Après avoir passé en revue la littérature scientifique sur le sujet, Jean-François Daoust estime la proportion de votes stratégiques à 8,3 % au Québec. C'est encore peu, compte tenu du fait qu'un électeur sur deux aurait de bonnes raisons, à son avis, d'envisager une approche stratégique. Mais c'est aussi un taux assez significatif pour que des études y soient consacrées.

Le chercheur aura l'occasion d'analyser les choix de plus d'un millier d'électeurs à cette élection fédérale. Les résultats seront comparés avec ceux issus d'une base de données internationale comptant 30 élections dans six pays depuis 2010. Ses résultats préliminaires montrent que le phénomène du vote stratégique est relativement stable, qu'on soit à l'intérieur d'un système présidentiel ou parlementaire, dans une représentation proportionnelle.

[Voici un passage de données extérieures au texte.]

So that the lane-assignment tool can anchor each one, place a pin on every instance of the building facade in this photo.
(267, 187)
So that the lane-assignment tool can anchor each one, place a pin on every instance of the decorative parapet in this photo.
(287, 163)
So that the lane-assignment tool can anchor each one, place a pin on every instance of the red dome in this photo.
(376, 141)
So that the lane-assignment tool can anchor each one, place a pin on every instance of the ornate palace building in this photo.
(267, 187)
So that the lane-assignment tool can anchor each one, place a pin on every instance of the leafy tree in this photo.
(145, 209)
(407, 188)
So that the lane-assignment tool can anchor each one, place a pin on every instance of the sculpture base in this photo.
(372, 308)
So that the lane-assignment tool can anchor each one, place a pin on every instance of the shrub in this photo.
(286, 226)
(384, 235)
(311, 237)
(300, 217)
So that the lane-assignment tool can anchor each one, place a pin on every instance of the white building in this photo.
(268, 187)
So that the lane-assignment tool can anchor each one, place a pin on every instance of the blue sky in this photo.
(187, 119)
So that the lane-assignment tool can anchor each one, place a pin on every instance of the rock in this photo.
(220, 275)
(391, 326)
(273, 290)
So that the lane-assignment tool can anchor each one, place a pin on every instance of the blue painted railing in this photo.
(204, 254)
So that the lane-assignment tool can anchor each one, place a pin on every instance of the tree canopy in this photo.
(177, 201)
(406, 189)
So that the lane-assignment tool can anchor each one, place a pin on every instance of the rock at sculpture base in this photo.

Question intéressante en science politique, le vote stratégique soulève également des interrogations philosophiques, ce qui n'est pas pour déplaire à Jean-François Daoust, qui a entamé ses études universitaires au Département de philosophie pour les poursuivre en science politique. «Je m'intéresse depuis longtemps aux manières de concilier nos valeurs avec nos choix. En matière de comportement électoral, cela peut se traduire ainsi : sommes-nous honnêtes et cohérents dans l'isoloir?» explique l'étudiant.

Jean-François Daoust possède un dossier remarquable (moyenne cumulative de 4,0 au premier cycle et de 4,2 à la maîtrise), ce qui lui a valu une bourse d'excellence du Conseil de recherches en sciences humaines du Canada. C'est un homme engagé socialement qui a agi, à titre de bénévole, à la Société Saint-Vincent de Paul, à l'Éco-quartier de la Pointe-aux-Prairies et au Relais pour la vie de la Pointe-de-l'Île.